The Court believes that [child] may experience negative social consequences as a result of [Mother]’s pending animal cruelty case, even if [Mother] is not found guilty, given that Berea is a small community and the family’s business could be talked about locally as a result of the upcoming trial. Further, if [Mother] is given jail time of up to a year, the child would be going to school in a town 35-45 minutes away from [Father]which is not fair to [child] or [Father].

The court concluded that “[s]ending [child] to a Catholic school does not violate the First Amendment rights of [Mother]as the Court’s decision is not based upon religious interests, and such impropriety cannot be presumed merely because the school selected had a religious connotation in addition to its academic offerings[,]” again citing Young. This appeal followed.

Mother argues on appeal that the trial court’s order compels her to send her child to a school she is conscientiously opposed to in violation of her constitutional rights …. The trial court correctly determined that the proper standard when making a significant decision concerning a child’s upbringing, such as where it will attend school, is the best interests of the child….:

If … the parties to a joint custody agreement are unable to agree on a major issue concerning their child’s upbringing, the trial court, with its jurisdiction over custody matters, must conduct a hearing to evaluate the circumstances and resolve the issue according to the child’s best interest. Once the parents have abdicated their role as custodians to the trial court, its decision is binding on the parties until it is shown that the decision is detrimental to the child physically or emotionally, or is no longer in his best interest.

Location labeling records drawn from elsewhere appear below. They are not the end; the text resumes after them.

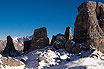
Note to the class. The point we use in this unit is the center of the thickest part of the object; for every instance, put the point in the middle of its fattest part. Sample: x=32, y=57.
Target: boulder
x=10, y=49
x=27, y=45
x=11, y=63
x=68, y=33
x=40, y=39
x=69, y=45
x=89, y=25
x=60, y=41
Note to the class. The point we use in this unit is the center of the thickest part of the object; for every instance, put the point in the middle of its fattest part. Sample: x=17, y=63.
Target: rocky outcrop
x=10, y=49
x=89, y=25
x=53, y=40
x=60, y=41
x=40, y=39
x=69, y=45
x=68, y=33
x=19, y=42
x=11, y=63
x=27, y=45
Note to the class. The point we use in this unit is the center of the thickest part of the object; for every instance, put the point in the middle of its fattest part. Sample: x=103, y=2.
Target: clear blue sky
x=21, y=17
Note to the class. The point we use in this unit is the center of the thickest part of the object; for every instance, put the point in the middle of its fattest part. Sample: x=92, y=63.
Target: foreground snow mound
x=10, y=63
x=50, y=58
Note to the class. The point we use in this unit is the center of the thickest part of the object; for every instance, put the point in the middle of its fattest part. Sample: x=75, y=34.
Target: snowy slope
x=50, y=58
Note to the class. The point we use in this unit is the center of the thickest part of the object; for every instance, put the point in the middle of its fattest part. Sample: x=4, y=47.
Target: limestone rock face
x=11, y=63
x=40, y=39
x=68, y=33
x=89, y=25
x=10, y=49
x=60, y=41
x=27, y=45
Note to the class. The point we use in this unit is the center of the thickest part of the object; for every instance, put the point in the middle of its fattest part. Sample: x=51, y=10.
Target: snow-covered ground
x=50, y=58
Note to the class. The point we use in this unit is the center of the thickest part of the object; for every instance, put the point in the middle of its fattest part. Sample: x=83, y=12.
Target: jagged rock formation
x=89, y=25
x=60, y=41
x=68, y=33
x=19, y=42
x=27, y=45
x=10, y=49
x=40, y=39
x=10, y=63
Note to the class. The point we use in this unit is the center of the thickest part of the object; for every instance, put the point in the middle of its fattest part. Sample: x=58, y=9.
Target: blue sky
x=21, y=17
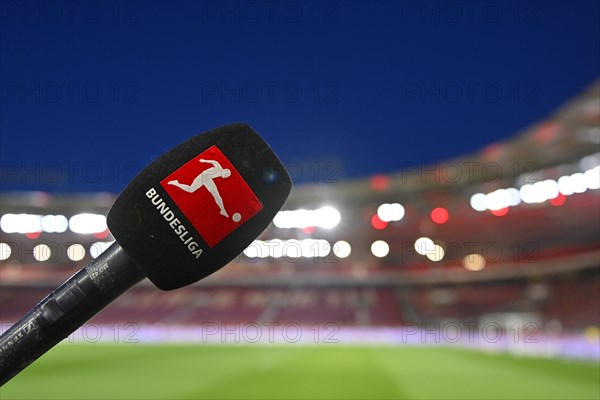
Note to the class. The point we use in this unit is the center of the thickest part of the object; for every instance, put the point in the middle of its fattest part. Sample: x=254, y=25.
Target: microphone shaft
x=65, y=309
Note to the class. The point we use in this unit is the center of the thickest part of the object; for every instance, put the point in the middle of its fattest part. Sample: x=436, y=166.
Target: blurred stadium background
x=488, y=264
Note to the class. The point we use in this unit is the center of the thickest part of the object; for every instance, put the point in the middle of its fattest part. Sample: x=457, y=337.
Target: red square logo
x=212, y=195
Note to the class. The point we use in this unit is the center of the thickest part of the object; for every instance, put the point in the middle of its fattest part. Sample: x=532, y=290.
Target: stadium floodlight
x=182, y=218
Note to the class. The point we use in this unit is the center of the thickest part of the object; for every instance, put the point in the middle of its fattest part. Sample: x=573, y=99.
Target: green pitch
x=135, y=371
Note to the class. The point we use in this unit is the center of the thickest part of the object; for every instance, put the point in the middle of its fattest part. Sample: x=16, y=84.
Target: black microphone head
x=197, y=207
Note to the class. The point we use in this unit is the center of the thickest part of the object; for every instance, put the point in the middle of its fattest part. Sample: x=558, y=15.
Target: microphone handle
x=65, y=309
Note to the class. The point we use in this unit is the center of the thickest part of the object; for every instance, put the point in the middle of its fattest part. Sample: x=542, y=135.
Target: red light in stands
x=501, y=212
x=558, y=200
x=439, y=215
x=378, y=223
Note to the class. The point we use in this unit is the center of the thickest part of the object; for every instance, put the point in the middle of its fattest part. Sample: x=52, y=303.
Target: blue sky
x=91, y=92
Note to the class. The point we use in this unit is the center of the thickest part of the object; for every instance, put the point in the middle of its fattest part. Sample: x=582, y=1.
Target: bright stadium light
x=342, y=249
x=76, y=252
x=390, y=212
x=592, y=178
x=579, y=182
x=5, y=251
x=87, y=223
x=42, y=252
x=498, y=199
x=380, y=249
x=478, y=202
x=98, y=248
x=565, y=186
x=437, y=254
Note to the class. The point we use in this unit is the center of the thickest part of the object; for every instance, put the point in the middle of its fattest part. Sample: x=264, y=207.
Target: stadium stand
x=357, y=266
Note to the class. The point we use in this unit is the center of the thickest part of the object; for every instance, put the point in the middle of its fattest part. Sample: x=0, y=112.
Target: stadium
x=476, y=277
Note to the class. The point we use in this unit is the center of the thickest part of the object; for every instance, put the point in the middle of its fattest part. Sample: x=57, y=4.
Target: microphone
x=185, y=216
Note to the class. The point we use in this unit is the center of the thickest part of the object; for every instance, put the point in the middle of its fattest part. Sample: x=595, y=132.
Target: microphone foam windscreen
x=197, y=207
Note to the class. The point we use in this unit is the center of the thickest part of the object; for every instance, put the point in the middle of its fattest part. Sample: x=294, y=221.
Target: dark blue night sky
x=91, y=92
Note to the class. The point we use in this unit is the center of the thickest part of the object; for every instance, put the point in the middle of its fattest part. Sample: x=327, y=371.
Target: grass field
x=135, y=371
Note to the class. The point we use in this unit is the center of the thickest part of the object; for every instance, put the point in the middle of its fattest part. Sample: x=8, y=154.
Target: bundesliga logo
x=212, y=195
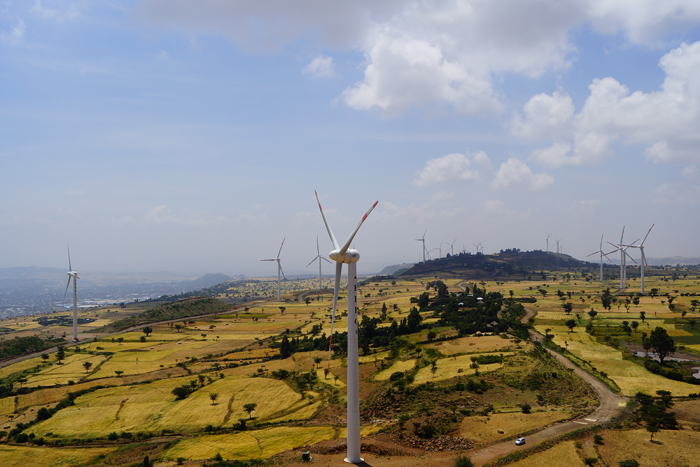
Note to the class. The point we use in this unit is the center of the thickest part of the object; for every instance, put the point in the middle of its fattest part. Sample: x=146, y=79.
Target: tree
x=662, y=343
x=567, y=306
x=250, y=408
x=60, y=353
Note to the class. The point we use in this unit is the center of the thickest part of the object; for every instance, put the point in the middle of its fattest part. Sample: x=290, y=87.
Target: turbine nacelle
x=350, y=256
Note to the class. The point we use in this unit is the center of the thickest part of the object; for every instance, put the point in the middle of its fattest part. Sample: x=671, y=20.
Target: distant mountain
x=673, y=260
x=394, y=268
x=209, y=280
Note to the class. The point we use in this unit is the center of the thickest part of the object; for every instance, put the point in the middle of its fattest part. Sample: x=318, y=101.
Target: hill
x=507, y=262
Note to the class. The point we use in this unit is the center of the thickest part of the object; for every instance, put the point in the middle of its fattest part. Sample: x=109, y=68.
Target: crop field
x=152, y=407
x=486, y=428
x=563, y=454
x=70, y=370
x=670, y=447
x=21, y=456
x=631, y=378
x=250, y=444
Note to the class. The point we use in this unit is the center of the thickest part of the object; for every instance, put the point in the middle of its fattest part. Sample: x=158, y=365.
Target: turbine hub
x=350, y=256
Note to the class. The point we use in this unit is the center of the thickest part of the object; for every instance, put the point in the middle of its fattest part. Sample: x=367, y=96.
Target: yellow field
x=398, y=366
x=472, y=345
x=675, y=448
x=562, y=455
x=71, y=370
x=250, y=444
x=449, y=368
x=20, y=456
x=629, y=377
x=152, y=407
x=485, y=429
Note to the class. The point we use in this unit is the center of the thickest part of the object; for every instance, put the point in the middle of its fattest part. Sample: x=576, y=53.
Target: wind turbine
x=600, y=250
x=279, y=270
x=73, y=275
x=644, y=258
x=343, y=254
x=423, y=240
x=319, y=258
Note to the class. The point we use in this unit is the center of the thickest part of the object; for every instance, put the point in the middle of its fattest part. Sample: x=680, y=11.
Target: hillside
x=506, y=263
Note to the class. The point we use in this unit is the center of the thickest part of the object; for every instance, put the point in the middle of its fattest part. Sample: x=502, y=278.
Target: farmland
x=475, y=386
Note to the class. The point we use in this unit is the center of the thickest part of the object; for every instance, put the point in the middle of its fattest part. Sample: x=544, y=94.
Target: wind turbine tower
x=73, y=275
x=319, y=258
x=279, y=270
x=644, y=258
x=349, y=256
x=423, y=241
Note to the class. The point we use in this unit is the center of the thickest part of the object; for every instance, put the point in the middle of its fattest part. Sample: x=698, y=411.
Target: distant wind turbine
x=279, y=270
x=73, y=275
x=350, y=256
x=319, y=258
x=423, y=241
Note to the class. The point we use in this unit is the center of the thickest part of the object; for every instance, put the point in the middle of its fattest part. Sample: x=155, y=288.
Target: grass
x=561, y=454
x=485, y=429
x=671, y=448
x=259, y=444
x=20, y=456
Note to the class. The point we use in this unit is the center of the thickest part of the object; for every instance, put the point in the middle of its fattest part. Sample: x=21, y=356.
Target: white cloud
x=433, y=53
x=665, y=120
x=321, y=67
x=16, y=35
x=517, y=175
x=453, y=167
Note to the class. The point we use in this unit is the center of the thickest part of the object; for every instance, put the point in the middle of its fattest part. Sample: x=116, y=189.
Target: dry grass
x=20, y=456
x=563, y=454
x=472, y=345
x=631, y=378
x=249, y=445
x=485, y=429
x=670, y=448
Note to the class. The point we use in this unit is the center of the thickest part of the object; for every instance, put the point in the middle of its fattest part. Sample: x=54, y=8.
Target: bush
x=463, y=461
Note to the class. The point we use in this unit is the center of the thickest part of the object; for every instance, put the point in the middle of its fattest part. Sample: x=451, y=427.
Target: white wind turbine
x=73, y=275
x=643, y=262
x=600, y=250
x=319, y=258
x=344, y=254
x=279, y=270
x=423, y=240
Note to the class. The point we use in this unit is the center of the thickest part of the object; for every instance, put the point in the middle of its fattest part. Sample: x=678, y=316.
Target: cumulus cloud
x=515, y=174
x=665, y=120
x=433, y=53
x=453, y=167
x=321, y=67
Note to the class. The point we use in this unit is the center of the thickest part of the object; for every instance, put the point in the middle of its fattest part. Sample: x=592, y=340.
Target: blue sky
x=190, y=136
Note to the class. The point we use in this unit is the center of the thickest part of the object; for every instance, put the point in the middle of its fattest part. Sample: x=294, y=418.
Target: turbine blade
x=328, y=228
x=66, y=292
x=336, y=289
x=278, y=253
x=645, y=237
x=349, y=240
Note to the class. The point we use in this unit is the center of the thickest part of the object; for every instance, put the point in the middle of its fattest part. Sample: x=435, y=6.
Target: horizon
x=155, y=137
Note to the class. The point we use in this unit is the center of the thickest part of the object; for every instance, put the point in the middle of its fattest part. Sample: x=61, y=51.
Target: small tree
x=250, y=408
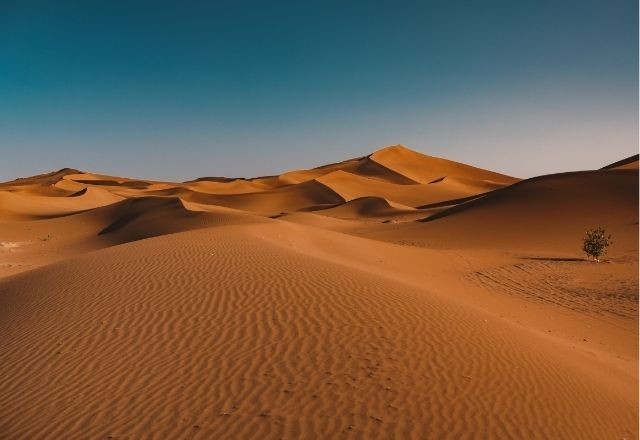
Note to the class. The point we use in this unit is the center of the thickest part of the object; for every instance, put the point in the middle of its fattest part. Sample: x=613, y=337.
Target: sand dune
x=394, y=295
x=366, y=207
x=549, y=213
x=630, y=163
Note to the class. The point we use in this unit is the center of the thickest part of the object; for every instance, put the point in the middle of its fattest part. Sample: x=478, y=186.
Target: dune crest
x=395, y=295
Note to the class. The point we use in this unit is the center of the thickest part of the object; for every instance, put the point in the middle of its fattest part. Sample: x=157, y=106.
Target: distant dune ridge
x=395, y=295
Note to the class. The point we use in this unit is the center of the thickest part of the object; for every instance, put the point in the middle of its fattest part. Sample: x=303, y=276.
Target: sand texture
x=395, y=295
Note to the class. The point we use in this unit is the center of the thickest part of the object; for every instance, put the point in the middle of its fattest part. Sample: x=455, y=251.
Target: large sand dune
x=321, y=303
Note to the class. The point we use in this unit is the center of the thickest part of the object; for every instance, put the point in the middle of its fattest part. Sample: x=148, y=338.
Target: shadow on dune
x=553, y=259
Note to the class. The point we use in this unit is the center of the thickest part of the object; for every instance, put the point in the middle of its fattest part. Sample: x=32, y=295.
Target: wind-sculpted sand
x=297, y=306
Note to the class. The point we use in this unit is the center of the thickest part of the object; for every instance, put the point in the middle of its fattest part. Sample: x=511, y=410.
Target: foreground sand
x=297, y=306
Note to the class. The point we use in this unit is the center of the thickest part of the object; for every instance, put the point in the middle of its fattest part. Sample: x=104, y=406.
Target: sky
x=173, y=90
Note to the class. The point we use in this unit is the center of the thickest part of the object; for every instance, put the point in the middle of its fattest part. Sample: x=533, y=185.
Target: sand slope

“As to what constitutes the best interest of the child, any factual findings are reviewed under the clearly erroneous standard; any decisions based upon said facts are reviewed under an abuse of discretion standard.” … [S]Obstantial evidence supports the trial court’s decision that sending child to Seton is in child’s best interest. The trial court specifically mentioned the school’s proximity to the interstate, its later start time, its teacher-to-student ratio, its on-site aftercare program, and the fact that a child would know other students attending Seton. Perhaps most importantly, the trial court felt it was not in child’s best interest to attend Berea Independent because of the possibility that child might experience negative social stigma due to Mother’s pending animal cruelty case in Berea.

Further, the trial court specifically noted its decision was not based upon religious interests. Mother “bear[s] the burden of proving that the decision of the trial court was based upon religious interests and such imppriety [will] not be presumed simply because the school selected had a religious connotation in addition to its academic offerings.” Young. We find no error.

Congratulations to Ann D’Ambruoso, who represented the father.